Few Waters readers will be familiar with the British poet William Cowper, much less his magnum opus, The Task, a collection of blank-verse poetry presented in six books. But most will know the idiom: "Variety's the very spice of life," taken from book two, The Timepiece. This cliché, no doubt, rings true for most people, although if you're a chief data officer at a financial services firm, or you have a data-centric job description, variety is the stuff of nightmares.
In the capital markets, data can be segmented into two constituents: structured and unstructured. When it comes to most things in life, structure is good. It allows us the anticipate situations and plan ahead. It fosters familiarity, consistency and continuity, and it presents us with a certain logic and pattern that we find comforting. It is what got Amedeo Avogadro and Leonardo Fibonacci out of bed in the mornings, and continues to draw the planet's finest brains to the pursuit of the sciences. In short, structure is good.

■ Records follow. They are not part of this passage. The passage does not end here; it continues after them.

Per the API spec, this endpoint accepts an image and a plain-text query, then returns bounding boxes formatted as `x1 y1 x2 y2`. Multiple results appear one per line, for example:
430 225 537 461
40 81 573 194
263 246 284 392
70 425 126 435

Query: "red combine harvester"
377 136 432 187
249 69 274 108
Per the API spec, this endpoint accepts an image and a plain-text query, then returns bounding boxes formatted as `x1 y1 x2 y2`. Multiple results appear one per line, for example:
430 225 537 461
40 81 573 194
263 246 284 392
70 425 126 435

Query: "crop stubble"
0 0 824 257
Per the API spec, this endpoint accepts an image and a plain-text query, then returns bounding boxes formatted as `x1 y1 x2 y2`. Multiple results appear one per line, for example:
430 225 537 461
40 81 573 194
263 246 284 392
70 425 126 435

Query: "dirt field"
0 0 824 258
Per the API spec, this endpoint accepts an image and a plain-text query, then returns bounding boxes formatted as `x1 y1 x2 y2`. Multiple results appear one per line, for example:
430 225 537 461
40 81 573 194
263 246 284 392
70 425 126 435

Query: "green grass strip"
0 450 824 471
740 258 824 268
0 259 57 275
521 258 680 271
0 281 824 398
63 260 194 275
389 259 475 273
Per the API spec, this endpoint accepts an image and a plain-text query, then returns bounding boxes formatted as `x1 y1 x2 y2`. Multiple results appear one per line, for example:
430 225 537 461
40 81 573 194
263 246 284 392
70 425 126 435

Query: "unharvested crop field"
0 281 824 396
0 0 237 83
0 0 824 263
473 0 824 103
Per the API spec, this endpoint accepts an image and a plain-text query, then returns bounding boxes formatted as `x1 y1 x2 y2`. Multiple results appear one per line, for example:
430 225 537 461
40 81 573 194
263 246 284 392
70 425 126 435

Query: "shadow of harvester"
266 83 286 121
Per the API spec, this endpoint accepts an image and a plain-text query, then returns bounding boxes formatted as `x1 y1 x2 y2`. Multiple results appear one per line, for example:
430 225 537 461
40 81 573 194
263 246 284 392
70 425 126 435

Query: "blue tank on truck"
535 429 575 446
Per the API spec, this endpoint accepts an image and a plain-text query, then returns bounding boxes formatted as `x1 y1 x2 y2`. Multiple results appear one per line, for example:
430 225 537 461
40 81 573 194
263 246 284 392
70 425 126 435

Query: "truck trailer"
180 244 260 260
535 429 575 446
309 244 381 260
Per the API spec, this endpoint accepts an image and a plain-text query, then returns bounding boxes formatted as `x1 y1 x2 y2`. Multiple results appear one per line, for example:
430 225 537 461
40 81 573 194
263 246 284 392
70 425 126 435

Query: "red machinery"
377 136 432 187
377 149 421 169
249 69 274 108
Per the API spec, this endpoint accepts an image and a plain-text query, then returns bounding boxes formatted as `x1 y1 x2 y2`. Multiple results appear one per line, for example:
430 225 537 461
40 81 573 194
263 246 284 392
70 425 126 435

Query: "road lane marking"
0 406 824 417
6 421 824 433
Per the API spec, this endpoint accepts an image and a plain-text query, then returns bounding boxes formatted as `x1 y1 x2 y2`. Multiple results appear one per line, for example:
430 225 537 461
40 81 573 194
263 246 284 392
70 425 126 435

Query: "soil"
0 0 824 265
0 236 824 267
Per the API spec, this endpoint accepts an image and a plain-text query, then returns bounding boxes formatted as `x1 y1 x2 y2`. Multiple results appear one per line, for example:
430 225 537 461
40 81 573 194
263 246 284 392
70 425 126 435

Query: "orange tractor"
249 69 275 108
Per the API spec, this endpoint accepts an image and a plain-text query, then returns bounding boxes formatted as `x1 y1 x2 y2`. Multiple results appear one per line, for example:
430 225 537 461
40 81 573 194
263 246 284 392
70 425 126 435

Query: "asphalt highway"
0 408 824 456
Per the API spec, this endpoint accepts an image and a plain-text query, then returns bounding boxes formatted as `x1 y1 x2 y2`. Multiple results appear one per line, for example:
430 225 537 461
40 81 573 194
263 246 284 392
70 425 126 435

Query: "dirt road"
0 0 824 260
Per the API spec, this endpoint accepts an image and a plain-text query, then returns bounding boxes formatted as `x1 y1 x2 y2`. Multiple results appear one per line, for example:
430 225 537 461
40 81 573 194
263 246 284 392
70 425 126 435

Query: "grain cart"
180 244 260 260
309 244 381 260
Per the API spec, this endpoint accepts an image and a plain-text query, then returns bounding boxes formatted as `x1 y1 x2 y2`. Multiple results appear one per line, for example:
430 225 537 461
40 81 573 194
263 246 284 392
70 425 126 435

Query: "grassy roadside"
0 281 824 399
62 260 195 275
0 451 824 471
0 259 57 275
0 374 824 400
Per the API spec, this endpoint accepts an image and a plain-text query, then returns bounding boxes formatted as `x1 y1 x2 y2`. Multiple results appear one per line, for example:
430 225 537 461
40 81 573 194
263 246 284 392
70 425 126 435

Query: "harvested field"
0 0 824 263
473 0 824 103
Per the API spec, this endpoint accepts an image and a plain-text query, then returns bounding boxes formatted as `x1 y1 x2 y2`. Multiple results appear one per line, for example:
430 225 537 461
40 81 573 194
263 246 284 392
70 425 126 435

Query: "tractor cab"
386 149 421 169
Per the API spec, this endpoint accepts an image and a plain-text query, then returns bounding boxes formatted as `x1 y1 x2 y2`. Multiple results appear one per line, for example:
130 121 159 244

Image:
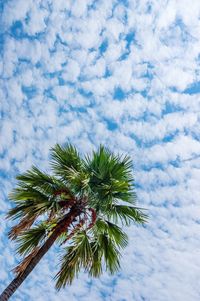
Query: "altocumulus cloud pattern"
0 0 200 301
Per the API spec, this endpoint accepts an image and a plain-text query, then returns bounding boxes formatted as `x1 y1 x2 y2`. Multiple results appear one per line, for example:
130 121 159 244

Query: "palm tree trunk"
0 206 80 301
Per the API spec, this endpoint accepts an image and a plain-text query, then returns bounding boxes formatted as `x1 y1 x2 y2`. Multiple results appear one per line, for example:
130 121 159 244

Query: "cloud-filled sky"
0 0 200 301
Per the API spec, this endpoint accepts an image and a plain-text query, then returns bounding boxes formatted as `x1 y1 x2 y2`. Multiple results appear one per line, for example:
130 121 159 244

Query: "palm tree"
0 144 147 301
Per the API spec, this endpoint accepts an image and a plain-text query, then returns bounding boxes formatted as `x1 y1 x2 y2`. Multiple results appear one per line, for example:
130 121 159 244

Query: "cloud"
0 0 200 301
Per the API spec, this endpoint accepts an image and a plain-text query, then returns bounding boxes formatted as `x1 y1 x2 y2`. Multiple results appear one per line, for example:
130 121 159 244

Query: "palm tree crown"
8 144 147 289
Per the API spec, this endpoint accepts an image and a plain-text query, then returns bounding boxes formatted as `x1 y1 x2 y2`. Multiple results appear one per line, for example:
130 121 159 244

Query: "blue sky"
0 0 200 301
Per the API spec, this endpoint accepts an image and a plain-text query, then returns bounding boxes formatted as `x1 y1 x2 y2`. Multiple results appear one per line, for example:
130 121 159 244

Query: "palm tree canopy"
8 144 147 289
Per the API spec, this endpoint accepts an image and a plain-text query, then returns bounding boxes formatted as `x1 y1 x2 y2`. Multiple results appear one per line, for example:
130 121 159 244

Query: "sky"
0 0 200 301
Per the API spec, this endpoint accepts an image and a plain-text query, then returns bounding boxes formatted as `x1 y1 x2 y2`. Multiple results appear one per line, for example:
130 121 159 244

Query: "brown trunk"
0 207 80 301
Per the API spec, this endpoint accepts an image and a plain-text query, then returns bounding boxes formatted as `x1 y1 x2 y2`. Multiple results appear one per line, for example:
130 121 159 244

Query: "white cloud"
0 0 200 301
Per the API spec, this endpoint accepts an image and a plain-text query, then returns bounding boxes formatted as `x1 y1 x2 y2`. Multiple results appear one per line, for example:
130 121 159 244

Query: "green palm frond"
92 219 128 248
17 223 49 255
56 231 92 290
5 144 147 289
84 146 136 204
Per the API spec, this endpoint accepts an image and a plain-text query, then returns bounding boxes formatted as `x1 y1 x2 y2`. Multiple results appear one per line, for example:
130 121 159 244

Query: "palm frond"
14 247 39 275
56 231 92 290
93 218 128 248
8 215 37 240
16 223 49 255
84 146 136 206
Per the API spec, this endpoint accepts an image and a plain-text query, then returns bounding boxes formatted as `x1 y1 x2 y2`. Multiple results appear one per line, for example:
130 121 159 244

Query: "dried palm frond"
13 247 40 275
8 216 36 240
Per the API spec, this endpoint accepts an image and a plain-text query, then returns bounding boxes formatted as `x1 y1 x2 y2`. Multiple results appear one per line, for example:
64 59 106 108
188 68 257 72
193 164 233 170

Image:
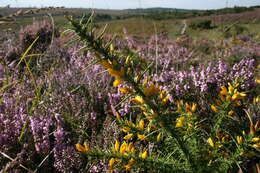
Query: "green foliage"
68 15 260 172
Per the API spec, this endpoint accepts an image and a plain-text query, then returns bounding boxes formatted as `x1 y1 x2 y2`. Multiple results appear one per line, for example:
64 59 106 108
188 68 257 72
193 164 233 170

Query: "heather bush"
69 15 260 172
19 20 59 52
0 14 260 172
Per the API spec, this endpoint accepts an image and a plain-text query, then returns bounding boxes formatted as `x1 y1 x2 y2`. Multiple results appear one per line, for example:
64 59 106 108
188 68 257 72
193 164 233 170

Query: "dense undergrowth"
0 14 260 172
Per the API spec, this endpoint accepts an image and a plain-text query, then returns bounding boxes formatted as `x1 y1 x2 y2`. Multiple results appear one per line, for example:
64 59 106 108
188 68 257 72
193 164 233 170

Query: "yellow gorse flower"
108 68 125 77
132 96 144 104
119 88 132 94
251 137 260 142
108 158 116 169
100 60 112 69
219 86 228 95
114 140 120 152
140 151 148 159
236 136 243 145
253 143 260 149
113 78 123 87
144 84 160 96
191 103 197 112
124 158 135 171
75 142 91 152
122 127 131 133
138 120 144 130
124 133 133 140
175 116 186 127
119 141 127 153
228 110 235 116
137 134 146 141
156 133 162 142
210 105 219 112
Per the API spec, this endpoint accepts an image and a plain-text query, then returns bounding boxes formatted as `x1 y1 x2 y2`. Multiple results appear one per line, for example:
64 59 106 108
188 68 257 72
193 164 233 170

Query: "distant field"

Conversely, a lack of structure is essentially chaotic, which, when it comes to data management in the financial services industry, is not a good thing. Processing and storing large data volumes from disparate sources being generated and disseminated at ever-increasing velocities, is no walk in the park, but as participants in this report's virtual roundtable explain, the technology and know-how is available to pretty much all market participants, allowing them to stay on top of their data from this respect. But when it comes to processing unstructured data─described by MarkLogic's Amir Halfon in his editorial on page 3 as "information, which is either hidden in free-form text or scattered across incompatible schemas"─things become markedly more complicated. However, unlike many big data discussions we've listened to or read in the past, participants in this report not only look at the operational and technology challenges of effectively addressing the unstructured data conundrum-they also propose the techniques and technologies available to market participants, allowing them to process huge data quantities and crucially analyze it, thus deriving value from one of their most precious commodities.